Tamilee's excellent cueing and the simple steps and short combos make this workout very easy to follow. The music has a good beat that motivates you to keep moving, as does Tamilee's encouragement to "give it all you've got, this is the last time through." You don't need much space for this workout -- four steps forward-and-back and four side-to-side are as far as you travel. Then again, the bigger your steps, the higher the intensity!


Urban Tai Chi (2001)
56.5 mins. (11 warm-up, 35 aerobic intervals, 10.5 cooldown)
intermediate intensity (140 bpm) floor aerobics
gear: none

Cross your heart, awaken the chi, release tension, settle the chi, capture the chi -- these moves from the warm-up set the tone for the workout and make you focus immediately on its most important aspect -- that exercise can be about much more than losing weight or building muscles. Ginette's energetic instruction and verbal cueing constantly asks you to focus on your chi (energy). She wants to help you find it and activate it to improve your life. Sounds a bit "New Age" I know -- but this is a mind/body workout, and Tai Chi is a mindful discipline -- and how can you resist Ginette when she asks you to push and pull the waves, reach to the heavens, connect with the earth, push the clouds away, and hold the sun in your hands?

For 46 minutes, Ginette (Fire) leads you and her crew of four (Water, Earth, Wood, Metal) through an interval training cardio workout, using easy-to-learn and easy-to-follow footwork and arm motions based on Tai Chi and Qigong movements. After the 11-minute warm-up Ginette teaches five different combos, introducing new moves in each one. She starts with a simple move, adds intensity by changing the arms or legs, or both, and sometimes adds impact. In the first two combos you learn a move, practice it, then learn a new one -- no taking it from the top. In the last three combos you do three or four moves on one side, then repeat the series (TIFT) leading with the other leg.

Tai Chi is based on continuity and flow, so you're cued to keep your joints soft -- elbows, knees, wrists stay slightly bent and fluid, never locked out. Your shoulders get a good workout as you make lots of big circular arm motions like dancing tiger, sunrise/sunset, dancing rainbows and rotating the golden sphere. Lower body moves like leg lifts, lunges, and squats are cued with phrases like raising the heavens, warrior lunge, warrior runs to the mountains, dan tien squats, support the heavens, and sweep kicks. In each combo you have the option of staying with the low-impact version or adding impact by hopping. In between combos you'll either march in place or connect with the earth in the wu chi position (alternating side-to-side toe taps with a mini-squat between taps) for a short recovery interval.
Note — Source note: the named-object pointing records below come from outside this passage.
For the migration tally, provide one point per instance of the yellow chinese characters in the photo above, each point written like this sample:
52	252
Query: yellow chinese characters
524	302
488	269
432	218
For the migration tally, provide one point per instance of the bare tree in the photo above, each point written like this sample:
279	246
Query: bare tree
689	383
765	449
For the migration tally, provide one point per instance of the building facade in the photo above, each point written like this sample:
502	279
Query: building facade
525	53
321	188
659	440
The 10-minute cooldown repeats some of the cardio moves at a slower pace. While keeping your arms below shoulder level and your legs in constant motion you move the clouds away, hold a ball of energy, push the waves, feel the water fall. The workout ends the same way it began -- inhaling rivers (energy that is moving) and mountains (energy that is stable)-- by sweeping your arms out to the side until they meet over head and back down again.
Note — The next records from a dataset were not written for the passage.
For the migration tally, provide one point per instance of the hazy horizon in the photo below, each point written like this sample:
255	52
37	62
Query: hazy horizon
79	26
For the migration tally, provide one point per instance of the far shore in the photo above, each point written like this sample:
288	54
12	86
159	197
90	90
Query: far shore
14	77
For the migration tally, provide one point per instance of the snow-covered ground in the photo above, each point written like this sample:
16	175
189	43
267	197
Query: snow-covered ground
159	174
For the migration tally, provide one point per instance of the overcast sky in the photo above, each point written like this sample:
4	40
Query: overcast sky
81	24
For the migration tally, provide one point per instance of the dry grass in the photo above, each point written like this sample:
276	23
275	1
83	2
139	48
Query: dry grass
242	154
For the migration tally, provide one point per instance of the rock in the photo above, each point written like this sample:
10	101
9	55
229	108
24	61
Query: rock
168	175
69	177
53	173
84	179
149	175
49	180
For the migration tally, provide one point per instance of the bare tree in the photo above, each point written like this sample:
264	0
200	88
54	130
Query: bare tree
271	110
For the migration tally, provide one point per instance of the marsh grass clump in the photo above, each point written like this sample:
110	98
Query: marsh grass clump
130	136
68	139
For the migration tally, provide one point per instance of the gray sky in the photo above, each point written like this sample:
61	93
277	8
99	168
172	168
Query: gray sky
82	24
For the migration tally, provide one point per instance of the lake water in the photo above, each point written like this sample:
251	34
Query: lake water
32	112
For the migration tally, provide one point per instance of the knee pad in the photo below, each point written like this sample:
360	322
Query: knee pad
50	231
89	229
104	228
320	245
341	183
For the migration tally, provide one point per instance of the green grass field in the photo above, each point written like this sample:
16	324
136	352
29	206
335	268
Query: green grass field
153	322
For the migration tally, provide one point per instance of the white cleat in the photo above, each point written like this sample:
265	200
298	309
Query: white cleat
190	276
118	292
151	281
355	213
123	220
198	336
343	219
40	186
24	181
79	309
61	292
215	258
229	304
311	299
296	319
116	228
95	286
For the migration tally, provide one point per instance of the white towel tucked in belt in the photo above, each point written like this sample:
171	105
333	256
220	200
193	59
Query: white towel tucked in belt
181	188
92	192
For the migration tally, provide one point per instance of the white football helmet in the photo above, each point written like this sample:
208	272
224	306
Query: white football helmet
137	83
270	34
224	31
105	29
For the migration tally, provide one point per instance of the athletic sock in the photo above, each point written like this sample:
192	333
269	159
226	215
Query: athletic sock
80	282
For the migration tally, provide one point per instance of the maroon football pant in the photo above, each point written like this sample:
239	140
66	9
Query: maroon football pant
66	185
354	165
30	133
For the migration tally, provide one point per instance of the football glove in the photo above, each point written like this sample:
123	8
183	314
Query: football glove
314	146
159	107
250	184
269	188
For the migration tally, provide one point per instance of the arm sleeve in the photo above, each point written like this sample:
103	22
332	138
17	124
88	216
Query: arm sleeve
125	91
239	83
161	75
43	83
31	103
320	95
The workout tempo is 140 bpms. You don't need too much floor space as most of the moves are done in place or with a few steps side-to-side or forward and back. The cardio intensity come from lifting the legs high, squatting or lunging low and moving your arms vigorously, not from taking big steps and covering ground. This workout won't appeal to everyone, but Ginette's personality and energy are very motivating and the unusual moves should keep your attention focused right were it should be -- on your chi.